According to Riviera Maya News, flights to the airport increased from 30 at the beginning of last week to 62 as of Friday, June 12, including both national and international airlines such as American, United, Sun Country, and Air Canada. Flights originated from New York, Orlando, Philadelphia, Charlotte, Chicago, Houston, Toronto, Miami, and Dallas.

Darío Flota Ocampo, general director of the Tourism Promotion Council of Quintana Roo, said flights are still a long way from arriving full, but the increase in the number of flights is evidence that airlines see the potential for recovery.

“Although hotel occupancy is very low, the reality is that they were waiting for the reopening,” he said. “We are going to see in the next 15 days the reinstallation of many airlines between the United States and Cancun. Some flights to Cozumel are also starting and a gradual increase in the occupation of hotels and reactivation of different tourist products will begin to normalize.”

When the first excited tourists arrived at the Moon Palace beach resort near Cancun last week, however, “The customers all took off their masks as soon as they came into the hotel,” Gibran Chapur, vice president of Palace Resorts, told USA Today. “You can’t be all covered up when you are on vacation, thinking you have to be in reclusion. If you wanted to do that, you would have stayed home.”

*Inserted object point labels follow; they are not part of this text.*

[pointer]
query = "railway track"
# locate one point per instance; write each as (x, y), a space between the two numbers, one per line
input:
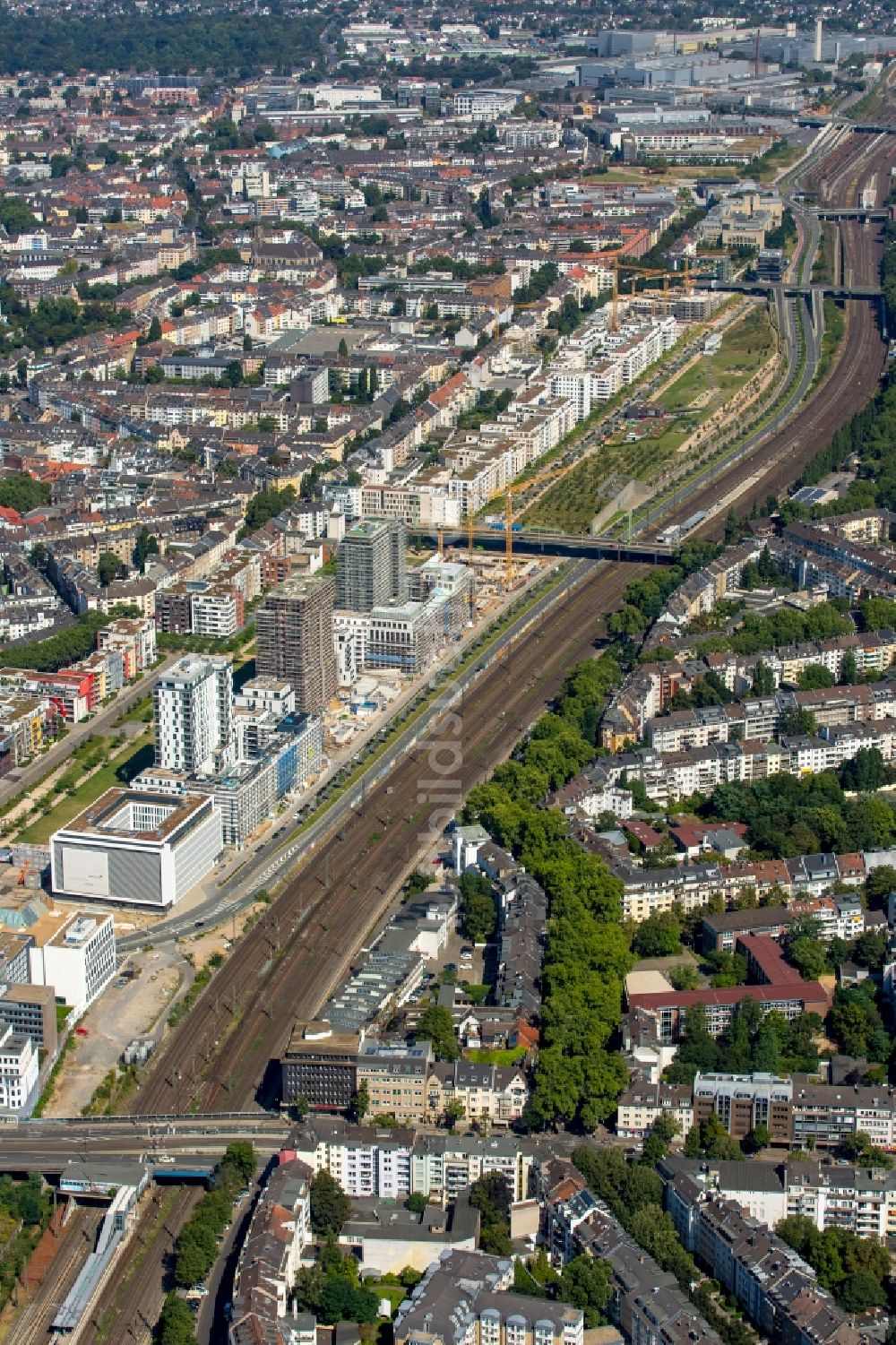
(853, 377)
(128, 1307)
(289, 961)
(75, 1243)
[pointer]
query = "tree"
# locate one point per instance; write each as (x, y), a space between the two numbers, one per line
(346, 1302)
(715, 1140)
(361, 1102)
(330, 1207)
(587, 1283)
(177, 1325)
(758, 1138)
(860, 1291)
(763, 679)
(240, 1157)
(879, 884)
(658, 936)
(23, 493)
(658, 1138)
(436, 1025)
(809, 956)
(107, 568)
(848, 668)
(491, 1196)
(144, 547)
(455, 1111)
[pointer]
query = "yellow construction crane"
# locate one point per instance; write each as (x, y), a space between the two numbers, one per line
(518, 488)
(623, 263)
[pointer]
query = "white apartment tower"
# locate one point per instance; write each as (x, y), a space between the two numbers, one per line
(194, 716)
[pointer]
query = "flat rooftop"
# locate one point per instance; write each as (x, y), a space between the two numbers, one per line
(128, 813)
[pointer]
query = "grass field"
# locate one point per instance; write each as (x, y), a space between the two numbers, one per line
(572, 504)
(718, 377)
(495, 1056)
(134, 757)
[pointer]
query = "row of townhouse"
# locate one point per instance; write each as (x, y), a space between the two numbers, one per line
(646, 1304)
(761, 717)
(850, 550)
(31, 703)
(777, 1290)
(678, 775)
(798, 1111)
(655, 891)
(780, 990)
(702, 590)
(270, 1258)
(834, 916)
(397, 1162)
(858, 1200)
(622, 358)
(650, 687)
(327, 1068)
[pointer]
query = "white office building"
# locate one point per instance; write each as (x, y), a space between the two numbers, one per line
(194, 714)
(75, 953)
(137, 848)
(18, 1070)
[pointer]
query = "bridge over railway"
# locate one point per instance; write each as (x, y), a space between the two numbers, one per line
(791, 290)
(536, 542)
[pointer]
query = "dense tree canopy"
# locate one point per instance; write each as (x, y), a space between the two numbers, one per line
(171, 43)
(23, 493)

As expected, there are restrictions. Passengers won’t be allowed to sit up front with taxi drivers; buffets will no longer exist and, at least at Palace resorts, the hotels will probably do away with physical menus at restaurants. Instead, patrons will snap a picture of the QR code at the restaurant, and the menu will pop up on their smartphones.

“Menus are probably the dirtiest things in a hotel. Everybody touches them,” Chapur says.

Mexico recently launched its ‘Mexican Caribbean Clean & Safe Check Certification’ for hospitality service providers—everything from hotels and resorts, spas, water parks, golf courses, and food and beverage establishments to travel agencies, tour operators and transportation outfits—to prove that they’ve brought their health and safety protocols and practices up to par for effectively combatting the spread of COVID-19.